Meet the Other Phone. A phone that grows with your child.

Meet the Other Phone.
A phone that grows with your child.

Buy now

Please or to access all these features

Pregnancy

Talk about every stage of pregnancy, from early symptoms to preparing for birth.

MIL doesn’t care.

7 replies

TEH123 · 12/07/2021 19:55

Hi!

I’m 22 weeks pregnant, nearly 23 and had absolutely no support from my partners mother, she never calls or texts and when my partner asked her why she claimed that we never go to her yet we have always gone up to see her at least once a week since moving out but stopped due to no effort on her side.

She has text me saying that he is a disappointment to her for not keeping in touch since giving up yet he has proof of her ignoring him through text.

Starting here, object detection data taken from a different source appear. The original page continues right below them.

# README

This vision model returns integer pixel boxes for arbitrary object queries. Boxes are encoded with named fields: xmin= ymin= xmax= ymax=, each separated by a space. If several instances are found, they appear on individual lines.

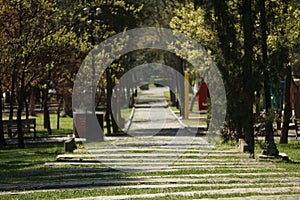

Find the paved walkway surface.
xmin=128 ymin=87 xmax=183 ymax=136
xmin=0 ymin=88 xmax=300 ymax=200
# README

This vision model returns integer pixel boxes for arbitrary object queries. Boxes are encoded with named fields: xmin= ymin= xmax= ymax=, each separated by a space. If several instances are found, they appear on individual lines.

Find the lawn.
xmin=0 ymin=138 xmax=300 ymax=199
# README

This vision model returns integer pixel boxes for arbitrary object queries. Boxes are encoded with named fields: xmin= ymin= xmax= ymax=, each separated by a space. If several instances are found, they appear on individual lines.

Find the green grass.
xmin=3 ymin=113 xmax=73 ymax=136
xmin=0 ymin=141 xmax=300 ymax=199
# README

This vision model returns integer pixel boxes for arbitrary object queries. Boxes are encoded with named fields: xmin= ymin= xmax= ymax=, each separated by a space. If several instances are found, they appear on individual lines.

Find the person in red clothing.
xmin=197 ymin=81 xmax=209 ymax=110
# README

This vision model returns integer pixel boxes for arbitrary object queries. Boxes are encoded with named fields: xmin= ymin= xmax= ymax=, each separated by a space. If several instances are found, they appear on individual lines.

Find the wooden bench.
xmin=3 ymin=119 xmax=36 ymax=138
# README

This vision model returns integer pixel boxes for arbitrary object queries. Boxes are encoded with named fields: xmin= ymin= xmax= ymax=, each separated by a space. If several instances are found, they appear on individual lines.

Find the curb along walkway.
xmin=0 ymin=88 xmax=300 ymax=200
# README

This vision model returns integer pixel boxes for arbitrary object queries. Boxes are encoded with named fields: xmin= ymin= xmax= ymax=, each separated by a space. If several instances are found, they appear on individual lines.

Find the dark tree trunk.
xmin=105 ymin=68 xmax=112 ymax=134
xmin=56 ymin=98 xmax=63 ymax=130
xmin=17 ymin=70 xmax=25 ymax=148
xmin=242 ymin=0 xmax=254 ymax=155
xmin=9 ymin=67 xmax=17 ymax=120
xmin=0 ymin=80 xmax=6 ymax=149
xmin=280 ymin=65 xmax=292 ymax=144
xmin=260 ymin=0 xmax=279 ymax=156
xmin=29 ymin=87 xmax=37 ymax=116
xmin=43 ymin=87 xmax=52 ymax=135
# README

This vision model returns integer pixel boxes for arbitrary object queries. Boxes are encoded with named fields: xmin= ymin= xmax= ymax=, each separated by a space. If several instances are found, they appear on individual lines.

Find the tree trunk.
xmin=0 ymin=80 xmax=6 ymax=149
xmin=43 ymin=86 xmax=52 ymax=135
xmin=242 ymin=0 xmax=254 ymax=155
xmin=260 ymin=0 xmax=279 ymax=156
xmin=63 ymin=92 xmax=73 ymax=117
xmin=17 ymin=70 xmax=25 ymax=148
xmin=29 ymin=87 xmax=37 ymax=116
xmin=9 ymin=67 xmax=17 ymax=120
xmin=280 ymin=65 xmax=292 ymax=144
xmin=56 ymin=98 xmax=62 ymax=130
xmin=105 ymin=68 xmax=112 ymax=134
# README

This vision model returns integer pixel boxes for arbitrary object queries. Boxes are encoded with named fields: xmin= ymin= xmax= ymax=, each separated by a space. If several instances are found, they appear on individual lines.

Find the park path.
xmin=0 ymin=86 xmax=300 ymax=200
xmin=128 ymin=87 xmax=183 ymax=136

She has been down to our house once after saying something to her about not making an effort and asking about the baby, but even then decided to bring someone else’s child down with her and only really bothered with the toddler rather than try and speak to us. There has been no apology for her words either from the previous day so I felt uncomfortable in my own home as did my partner.

She has made comments about my own family saying that my parents buying the baby clothes as a gift at the gender reveal made her look bad and that it was basically done intentionally. She complained about my mother knowing the gender of the baby before her but this is only because she planned the gender reveal, no one else had an issue with this. She didn’t seem interested in the event anyways as she turned up late and left early.

She had hinted that she is upset and that she is deeply hurt by my partner moving out and in with me, making me feel as thou she blames me for taking him away in a sense.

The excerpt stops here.